Still it fell, softly, gently, layer upon layer of wefting, weaving crystals, tiny fingers lacing together, strands forming, floating, falling to rest in anything that held them, arching delicately across miniature grass-blade gaps, plucking at spiderwebs in passing, downing the world as if it were a new-hatched nestling chick whose mother, Springtime, will soon return.

Beneath the trees, islands formed, snowflakes in the lee of old sycamore, rising up from bramble skirts. Whiteness spread around corners, under fences, under the bridge, as the calm, sedate shower began to stiffen into flurries. Flakes then stippled over roof-slates, tripped against walls, careered across the open fields. Crystals shaped and reshaped into new forms, powdery, speed driven, stinging snow.

The wind rose, moaning around the orchard and the valley cottages. Knife sharp and icy, it stabbed the fallow land and fields, sliced by the pond, banked back. It probed nooks and crannies, leaving behind it whiter calling cards that stacked up, neglected, like so much unwanted post, began to drift across the laneways, clambered up sides of telegraph poles, obscured roadway signs, cast sinister traps over drains, clad the quiet country in loneliness, desertion.
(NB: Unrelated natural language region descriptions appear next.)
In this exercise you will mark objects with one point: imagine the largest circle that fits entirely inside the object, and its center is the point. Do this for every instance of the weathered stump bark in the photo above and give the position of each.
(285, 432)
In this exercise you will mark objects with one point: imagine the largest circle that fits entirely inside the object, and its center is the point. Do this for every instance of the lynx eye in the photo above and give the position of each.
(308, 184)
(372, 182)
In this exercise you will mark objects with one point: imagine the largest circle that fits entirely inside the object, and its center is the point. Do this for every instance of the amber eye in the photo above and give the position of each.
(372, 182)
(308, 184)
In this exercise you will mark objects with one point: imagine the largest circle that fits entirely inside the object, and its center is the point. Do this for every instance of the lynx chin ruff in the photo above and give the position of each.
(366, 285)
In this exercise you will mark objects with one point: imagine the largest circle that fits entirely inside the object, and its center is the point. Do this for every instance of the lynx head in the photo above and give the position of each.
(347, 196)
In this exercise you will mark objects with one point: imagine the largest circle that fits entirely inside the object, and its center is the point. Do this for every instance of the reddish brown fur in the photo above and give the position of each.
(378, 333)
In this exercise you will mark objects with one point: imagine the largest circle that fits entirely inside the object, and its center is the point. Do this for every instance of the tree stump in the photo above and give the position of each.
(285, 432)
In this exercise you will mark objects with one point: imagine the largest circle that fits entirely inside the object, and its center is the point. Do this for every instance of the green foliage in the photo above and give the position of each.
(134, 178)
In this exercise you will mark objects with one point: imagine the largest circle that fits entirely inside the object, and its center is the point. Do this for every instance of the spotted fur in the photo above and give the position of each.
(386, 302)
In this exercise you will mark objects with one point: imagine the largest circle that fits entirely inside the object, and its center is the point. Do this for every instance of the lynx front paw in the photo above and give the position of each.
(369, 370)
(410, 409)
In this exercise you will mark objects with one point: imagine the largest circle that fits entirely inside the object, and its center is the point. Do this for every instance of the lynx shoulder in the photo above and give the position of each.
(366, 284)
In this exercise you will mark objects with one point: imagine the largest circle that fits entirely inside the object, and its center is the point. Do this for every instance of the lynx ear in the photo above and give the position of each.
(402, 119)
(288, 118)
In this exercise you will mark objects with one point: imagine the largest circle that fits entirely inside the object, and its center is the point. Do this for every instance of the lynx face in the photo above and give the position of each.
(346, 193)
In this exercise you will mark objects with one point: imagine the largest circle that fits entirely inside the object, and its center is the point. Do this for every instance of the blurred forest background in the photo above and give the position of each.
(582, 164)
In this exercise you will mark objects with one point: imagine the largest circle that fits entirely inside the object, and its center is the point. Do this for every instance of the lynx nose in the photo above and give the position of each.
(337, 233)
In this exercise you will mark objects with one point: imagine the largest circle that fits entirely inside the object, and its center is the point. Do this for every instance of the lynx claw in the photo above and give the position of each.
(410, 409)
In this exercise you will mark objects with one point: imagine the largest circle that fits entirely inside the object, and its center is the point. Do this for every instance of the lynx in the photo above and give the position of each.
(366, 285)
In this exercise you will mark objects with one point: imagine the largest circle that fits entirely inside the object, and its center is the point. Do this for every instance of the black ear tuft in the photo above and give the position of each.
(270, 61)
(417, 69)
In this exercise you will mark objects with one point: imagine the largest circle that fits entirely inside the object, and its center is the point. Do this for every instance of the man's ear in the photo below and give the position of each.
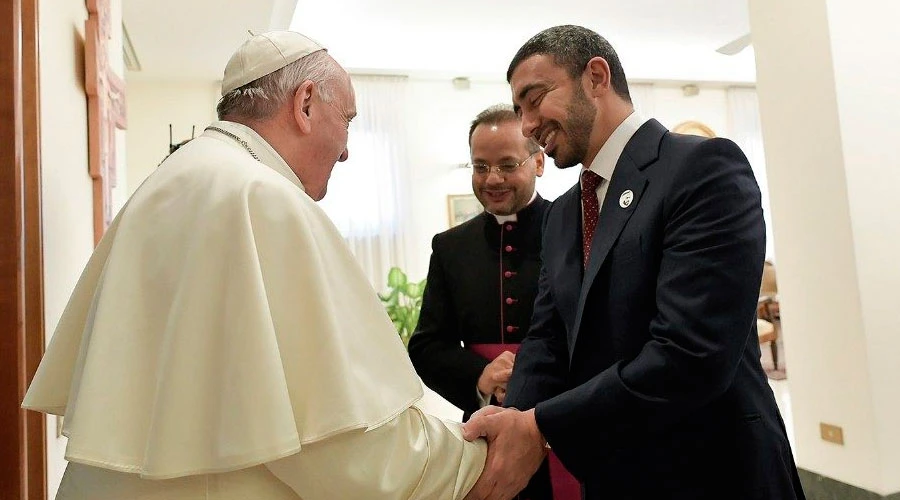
(598, 76)
(301, 106)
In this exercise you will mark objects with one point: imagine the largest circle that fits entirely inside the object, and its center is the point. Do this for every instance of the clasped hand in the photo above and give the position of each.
(496, 375)
(516, 449)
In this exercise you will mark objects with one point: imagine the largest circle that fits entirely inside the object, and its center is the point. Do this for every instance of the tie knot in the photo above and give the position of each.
(590, 180)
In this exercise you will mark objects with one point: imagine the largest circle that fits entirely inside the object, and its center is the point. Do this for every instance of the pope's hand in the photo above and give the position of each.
(516, 449)
(496, 375)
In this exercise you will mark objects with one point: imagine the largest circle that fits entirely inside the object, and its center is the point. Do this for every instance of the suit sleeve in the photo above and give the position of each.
(706, 289)
(542, 362)
(415, 456)
(436, 350)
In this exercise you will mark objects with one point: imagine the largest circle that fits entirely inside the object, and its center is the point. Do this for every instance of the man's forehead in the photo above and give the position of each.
(535, 72)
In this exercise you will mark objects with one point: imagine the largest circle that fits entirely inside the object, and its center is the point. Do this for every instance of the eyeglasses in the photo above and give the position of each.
(502, 169)
(346, 119)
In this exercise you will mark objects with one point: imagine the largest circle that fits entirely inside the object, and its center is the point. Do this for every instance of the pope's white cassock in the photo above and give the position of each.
(223, 343)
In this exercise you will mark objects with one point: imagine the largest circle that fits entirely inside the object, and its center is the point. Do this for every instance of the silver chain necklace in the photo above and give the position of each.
(236, 138)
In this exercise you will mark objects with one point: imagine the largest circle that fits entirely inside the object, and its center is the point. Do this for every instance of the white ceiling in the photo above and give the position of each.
(656, 39)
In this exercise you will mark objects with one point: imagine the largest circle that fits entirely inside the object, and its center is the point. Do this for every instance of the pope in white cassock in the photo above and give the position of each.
(222, 343)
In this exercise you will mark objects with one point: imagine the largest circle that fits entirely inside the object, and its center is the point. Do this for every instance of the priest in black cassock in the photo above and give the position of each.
(483, 276)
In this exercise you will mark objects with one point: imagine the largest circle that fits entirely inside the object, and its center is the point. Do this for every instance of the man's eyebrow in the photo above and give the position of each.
(528, 88)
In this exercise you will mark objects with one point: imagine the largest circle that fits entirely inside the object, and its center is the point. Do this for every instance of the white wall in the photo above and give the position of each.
(66, 185)
(827, 95)
(152, 106)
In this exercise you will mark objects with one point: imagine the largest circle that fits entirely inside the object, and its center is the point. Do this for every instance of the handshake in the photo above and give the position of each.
(516, 447)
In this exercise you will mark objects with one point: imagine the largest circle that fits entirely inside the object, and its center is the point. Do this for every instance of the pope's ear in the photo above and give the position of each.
(301, 106)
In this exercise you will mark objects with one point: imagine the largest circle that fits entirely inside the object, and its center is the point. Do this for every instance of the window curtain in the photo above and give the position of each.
(367, 194)
(745, 130)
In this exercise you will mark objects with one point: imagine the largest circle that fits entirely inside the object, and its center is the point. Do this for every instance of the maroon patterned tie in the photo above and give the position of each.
(591, 207)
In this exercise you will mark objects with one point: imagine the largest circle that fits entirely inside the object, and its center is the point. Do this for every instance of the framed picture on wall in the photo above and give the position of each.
(462, 207)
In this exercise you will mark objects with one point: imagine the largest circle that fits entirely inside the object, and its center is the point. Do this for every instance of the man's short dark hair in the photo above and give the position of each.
(496, 115)
(572, 47)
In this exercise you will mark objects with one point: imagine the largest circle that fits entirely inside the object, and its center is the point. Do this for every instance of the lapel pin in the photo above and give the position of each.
(626, 198)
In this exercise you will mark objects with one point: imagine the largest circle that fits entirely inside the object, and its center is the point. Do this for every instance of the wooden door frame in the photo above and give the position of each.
(23, 459)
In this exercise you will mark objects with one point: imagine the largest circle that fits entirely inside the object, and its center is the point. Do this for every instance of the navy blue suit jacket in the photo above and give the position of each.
(644, 368)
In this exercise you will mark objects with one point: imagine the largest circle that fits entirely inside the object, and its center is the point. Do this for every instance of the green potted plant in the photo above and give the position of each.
(403, 300)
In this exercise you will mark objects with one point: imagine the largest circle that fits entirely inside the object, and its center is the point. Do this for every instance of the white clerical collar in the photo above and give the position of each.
(605, 162)
(512, 217)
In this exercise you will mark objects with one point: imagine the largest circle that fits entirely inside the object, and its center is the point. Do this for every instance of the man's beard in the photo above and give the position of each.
(580, 116)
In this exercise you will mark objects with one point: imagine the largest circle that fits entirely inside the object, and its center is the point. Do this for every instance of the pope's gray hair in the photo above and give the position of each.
(259, 99)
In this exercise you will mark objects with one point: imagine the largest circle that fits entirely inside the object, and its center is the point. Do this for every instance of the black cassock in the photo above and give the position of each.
(482, 281)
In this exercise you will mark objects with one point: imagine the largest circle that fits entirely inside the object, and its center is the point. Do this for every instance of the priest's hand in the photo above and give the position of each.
(496, 375)
(516, 449)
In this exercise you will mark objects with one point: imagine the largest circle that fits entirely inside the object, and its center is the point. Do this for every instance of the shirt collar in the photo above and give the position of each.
(605, 162)
(513, 217)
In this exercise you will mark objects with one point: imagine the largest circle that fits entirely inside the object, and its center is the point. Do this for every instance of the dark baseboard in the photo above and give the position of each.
(819, 487)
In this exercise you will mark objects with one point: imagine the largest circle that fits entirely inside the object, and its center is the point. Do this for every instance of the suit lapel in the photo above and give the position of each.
(568, 256)
(641, 151)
Night fell quickly, stars appearing as the snow clouds swirled away on other errands. The wool-like blanket hiding seeds and slumbering things alike began to freeze into many forms: ramps, plateaus, planes and angles; knives, scythes, and spear shapes; undulating sea-shore sands when tide turns; piped icing; crochet-knitted yarns and feathered fans. The moon rose, casting strange shadows over all, a weird fluorescent quality emerging beneath. Animals nosed from secret burrows to creep cautiously about thin crusts, leaving tell-tale signs of paw and claw. They crisscrossed fields, trails of four-legged creatures, rabbit, badger, fox, small ghosts in a ghostly whiteness, a landscape of fitful dreams.

When the sun rose, the tracks were joined by others, three-toed, hopping, crows and smaller birds, looking for food in the hard, hidden ground. Fires dampened for the night were fanned into life, breakfasts made, and children wrapped up snugly for the day. Soon the sounds of humankind filtered across the silent world of sunlit, shining snow, screams of delight or protest, snowballs, sleds and snowmen, boots crunching, kicking, sliding. Winter's stage was set once more, dressed and decorated, oblivious to we players, the world slowly turning to the endless beat of time.